I mentioned at the launch of the website that those responsible would have done much better to also take into account work in Committees. Their answer was that they could not access information about this, and it was argued that Standing Orders forbade dissemination of such.This is not the case, and I wrote to the Speaker to suggest that, since there was no clarity on the matter, he should specifically permit dissemination of the minutes of Consultative Committees. I also believe the Minutes of the PAC and COPE should be available to the public, but noted that this perhaps needed greater consideration.
The response I got was most peculiar. It referred to the Schedule to the Parliamentary Privileges Act which says publication of matters discussed in Committee is an offence until these had been reported to Parliament. This I knew, but I had been talking of the proceedings of committees which are not necessarily – or indeed ever – reported to Parliament. I noted that this provision was obviously important with regard to Select Committees, such as that on the Chief Justice. It could also be argued that it should apply to Committees such as the PAC and COPE which do produce reports. But since these are summaries, Parliament could allow publication of proceedings before the Report is issued – particularly since the Reports are so often delayed.
With regard to Consultative Committees however, which have no such outcome, unless publication of the minutes is permitted, there is no possibility of the public being aware of what goes on. This seemed to me wrong since Parliament owes it to the people it represents to promote transparency. The general principle with regard to information should be that this is readily available unless there is good reason to withhold it, rather than the opposite.
The reply I got was even more bizarre, namely that Consultative Committees did report to Parliament. I pointed out that there had been no such reports in my over 3 years in Parliament, and asked if I could be given one, if I were wrong. The response was the notice of a Report of an institution that comes under a particular Ministry, and hence its Consultative Committee, being placed before Parliament.

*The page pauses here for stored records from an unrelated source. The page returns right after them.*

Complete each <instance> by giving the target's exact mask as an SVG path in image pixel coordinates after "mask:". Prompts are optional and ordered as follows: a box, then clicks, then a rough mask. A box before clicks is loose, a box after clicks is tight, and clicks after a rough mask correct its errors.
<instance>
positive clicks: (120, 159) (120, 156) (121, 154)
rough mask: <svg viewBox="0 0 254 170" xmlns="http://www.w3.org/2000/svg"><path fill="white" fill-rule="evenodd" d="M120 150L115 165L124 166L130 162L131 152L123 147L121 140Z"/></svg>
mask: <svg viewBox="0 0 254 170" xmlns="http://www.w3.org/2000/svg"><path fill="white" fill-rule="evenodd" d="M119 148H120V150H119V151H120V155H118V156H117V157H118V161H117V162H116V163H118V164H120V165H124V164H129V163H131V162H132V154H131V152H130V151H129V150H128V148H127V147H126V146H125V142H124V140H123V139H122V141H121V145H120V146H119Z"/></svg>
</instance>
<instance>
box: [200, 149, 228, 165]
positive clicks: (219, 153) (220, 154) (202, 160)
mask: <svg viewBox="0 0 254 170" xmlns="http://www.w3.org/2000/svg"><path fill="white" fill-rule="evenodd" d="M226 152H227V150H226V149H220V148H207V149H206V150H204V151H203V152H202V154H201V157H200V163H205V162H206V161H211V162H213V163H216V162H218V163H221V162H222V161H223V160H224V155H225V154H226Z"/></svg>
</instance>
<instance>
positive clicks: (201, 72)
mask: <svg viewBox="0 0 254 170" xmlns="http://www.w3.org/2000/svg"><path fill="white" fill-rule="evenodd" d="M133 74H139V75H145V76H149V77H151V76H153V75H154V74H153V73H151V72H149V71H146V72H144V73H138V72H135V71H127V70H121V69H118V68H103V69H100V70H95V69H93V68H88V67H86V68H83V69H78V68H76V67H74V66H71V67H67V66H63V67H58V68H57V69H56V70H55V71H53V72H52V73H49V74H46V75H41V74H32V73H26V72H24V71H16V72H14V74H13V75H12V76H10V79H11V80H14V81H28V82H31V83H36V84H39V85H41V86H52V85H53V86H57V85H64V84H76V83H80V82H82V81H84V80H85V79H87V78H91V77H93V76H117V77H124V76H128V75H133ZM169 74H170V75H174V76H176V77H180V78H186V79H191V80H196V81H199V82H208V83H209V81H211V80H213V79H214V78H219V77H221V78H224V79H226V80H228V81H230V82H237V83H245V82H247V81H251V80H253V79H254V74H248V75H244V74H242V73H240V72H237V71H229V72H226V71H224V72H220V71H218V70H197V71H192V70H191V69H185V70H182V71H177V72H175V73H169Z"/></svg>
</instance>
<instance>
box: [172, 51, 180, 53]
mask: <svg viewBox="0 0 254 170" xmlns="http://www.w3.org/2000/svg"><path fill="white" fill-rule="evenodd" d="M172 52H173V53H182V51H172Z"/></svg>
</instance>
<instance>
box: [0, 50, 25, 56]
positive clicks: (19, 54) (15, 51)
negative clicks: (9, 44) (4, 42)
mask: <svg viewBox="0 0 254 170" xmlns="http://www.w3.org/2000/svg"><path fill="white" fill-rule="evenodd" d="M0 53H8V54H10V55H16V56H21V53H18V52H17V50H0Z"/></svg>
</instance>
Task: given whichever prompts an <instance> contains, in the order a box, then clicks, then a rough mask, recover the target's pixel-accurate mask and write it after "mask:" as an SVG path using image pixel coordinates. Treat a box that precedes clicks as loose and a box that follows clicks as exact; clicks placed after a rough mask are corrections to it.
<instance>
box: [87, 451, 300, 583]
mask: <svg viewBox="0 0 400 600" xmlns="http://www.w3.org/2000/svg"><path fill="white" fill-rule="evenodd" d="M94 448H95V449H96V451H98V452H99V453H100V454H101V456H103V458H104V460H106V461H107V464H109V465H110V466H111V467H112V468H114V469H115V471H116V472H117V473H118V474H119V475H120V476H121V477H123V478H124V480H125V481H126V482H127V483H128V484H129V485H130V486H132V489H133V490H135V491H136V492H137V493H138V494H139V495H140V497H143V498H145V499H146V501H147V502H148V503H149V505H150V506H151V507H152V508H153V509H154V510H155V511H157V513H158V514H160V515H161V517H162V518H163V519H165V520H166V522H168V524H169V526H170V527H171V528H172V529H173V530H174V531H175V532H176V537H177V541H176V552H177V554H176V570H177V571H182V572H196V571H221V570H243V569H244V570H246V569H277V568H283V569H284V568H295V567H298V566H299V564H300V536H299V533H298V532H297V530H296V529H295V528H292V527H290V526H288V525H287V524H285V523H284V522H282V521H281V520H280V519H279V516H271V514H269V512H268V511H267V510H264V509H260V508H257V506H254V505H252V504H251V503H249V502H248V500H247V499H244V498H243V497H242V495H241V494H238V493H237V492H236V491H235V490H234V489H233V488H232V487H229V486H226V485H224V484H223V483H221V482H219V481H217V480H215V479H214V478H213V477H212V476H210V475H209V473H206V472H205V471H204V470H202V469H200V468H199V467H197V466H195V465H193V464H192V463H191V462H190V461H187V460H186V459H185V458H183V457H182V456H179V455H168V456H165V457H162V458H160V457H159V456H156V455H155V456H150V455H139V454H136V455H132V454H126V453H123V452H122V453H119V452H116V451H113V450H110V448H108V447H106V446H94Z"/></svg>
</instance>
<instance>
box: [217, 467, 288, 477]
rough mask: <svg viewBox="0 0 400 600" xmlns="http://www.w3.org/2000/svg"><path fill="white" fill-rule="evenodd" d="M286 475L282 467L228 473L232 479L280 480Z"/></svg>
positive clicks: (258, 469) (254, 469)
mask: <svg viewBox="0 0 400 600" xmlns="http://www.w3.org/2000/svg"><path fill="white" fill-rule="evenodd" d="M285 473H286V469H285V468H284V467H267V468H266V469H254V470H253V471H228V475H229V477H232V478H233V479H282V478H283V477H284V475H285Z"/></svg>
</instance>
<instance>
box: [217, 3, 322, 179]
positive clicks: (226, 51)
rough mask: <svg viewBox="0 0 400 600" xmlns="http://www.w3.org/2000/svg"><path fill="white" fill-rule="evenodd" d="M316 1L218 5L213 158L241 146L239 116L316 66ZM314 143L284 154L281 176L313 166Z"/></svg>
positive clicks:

I was astounded, at the failure to understand the difference between the Report of another institution put before Parliament through a Consultative Committee, and the actual business of Consultative Committees. I have argued previously that this business needs to be more professional, in line with what happens in such Committees in other Parliaments, and the changes I have proposed to Standing Orders are intended to facilitate this. But as it is these Committees do a lot of business and, though much of it is parochial, it is unfair to my colleagues in Parliament who regularly bring up the business of their constituencies at Consultative Committees to ignore this in ranking their performance as Parliamentarians.
The silver lining in this cloud is that, once Committees have reported, their proceedings on this interpretation can be made public. In fact COPE officials had indicated this when I returned various papers I had gone through, and it was my excessive diffidence that led me to insist on them keeping what I thought required confidentiality, such as the report the former Chairman of the Securities Exchange, Tilak Karunaratne, had presented when he had hoped to reform that institution.
I realize now though that the offer I made to those who have established the website, to do a session for them on what a legislature should do, should also be extended to officials in Parliament. Seeing the situation now, I realize why so many of those who worked in Parliament in the past, as members or officials, speak so fondly of the days when my father was in charge of the administration there.